In a separate press conference, Putin denied that Russia was protecting ransomware operatives.

He refused to answer questions about recent attacks on US entities, but said his talks with President Biden were "quite constructive" and that both of them "spoke the same language."

Putin said Russia is ready to start talks with the USA on cybersecurity, but suggested that most cyber attacks worldwide originate from the US.

A history of offence

Biden's remarks regarding offensive cyber operations are the strongest since the recent series of cyber attacks hitting US entities.

Last month attackers compromised the network of fuel supplier Colonial Pipeline, which disrupted gasoline supply in the southeastern US.

In December, at least nine federal agencies and dozens of private firms in the US were compromised as part of the massive SolarWinds campaign, which federal officials attributed to Russia's SVR, a successor to the Soviet KGB.
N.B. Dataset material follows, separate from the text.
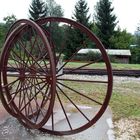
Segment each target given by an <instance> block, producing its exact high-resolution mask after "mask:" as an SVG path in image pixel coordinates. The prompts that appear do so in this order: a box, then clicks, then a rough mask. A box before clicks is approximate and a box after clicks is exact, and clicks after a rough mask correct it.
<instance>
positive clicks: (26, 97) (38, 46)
mask: <svg viewBox="0 0 140 140" xmlns="http://www.w3.org/2000/svg"><path fill="white" fill-rule="evenodd" d="M15 25H16V23H15ZM17 25H18V27H17V28H16V29H12V31H10V33H9V35H8V37H7V38H6V41H5V44H4V48H3V51H2V54H1V62H0V64H1V82H2V83H3V86H2V85H1V86H0V90H1V99H2V103H3V105H4V106H5V108H6V109H7V111H8V112H9V113H11V114H12V115H14V116H16V117H18V120H19V121H21V122H22V123H23V124H25V125H26V126H28V127H30V128H40V127H42V126H43V125H44V124H45V123H46V122H47V120H48V119H49V117H50V115H51V113H52V109H53V105H54V101H55V87H56V76H55V75H56V73H55V65H54V58H53V54H52V51H51V48H50V45H49V43H48V40H47V37H46V35H45V34H44V32H43V31H42V29H41V28H40V27H39V26H38V25H37V24H36V23H34V22H32V21H29V20H20V21H18V22H17ZM11 87H12V89H10V88H11Z"/></svg>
As a follow-up, in April, the US Treasury Department announced sanctions against six Russian technology firms, which it said were developing tools to carry out malicious cyber activities on behalf of Kremlin intelligence services.

Earlier this week, NATO issued a joint communiqué in Brussels, warning that cyber attacks against its member states could be considered as serious as an armed attack. In recent months, many member countries of the group have expressed concerns regarding the increasingly aggressive behaviour in cyberspace by Russia and China.

Russia earned 63 mentions in the NATO communiqué, while China was mentioned 10 times.

The group also urged China to uphold its global commitments and to act responsibly in the international system.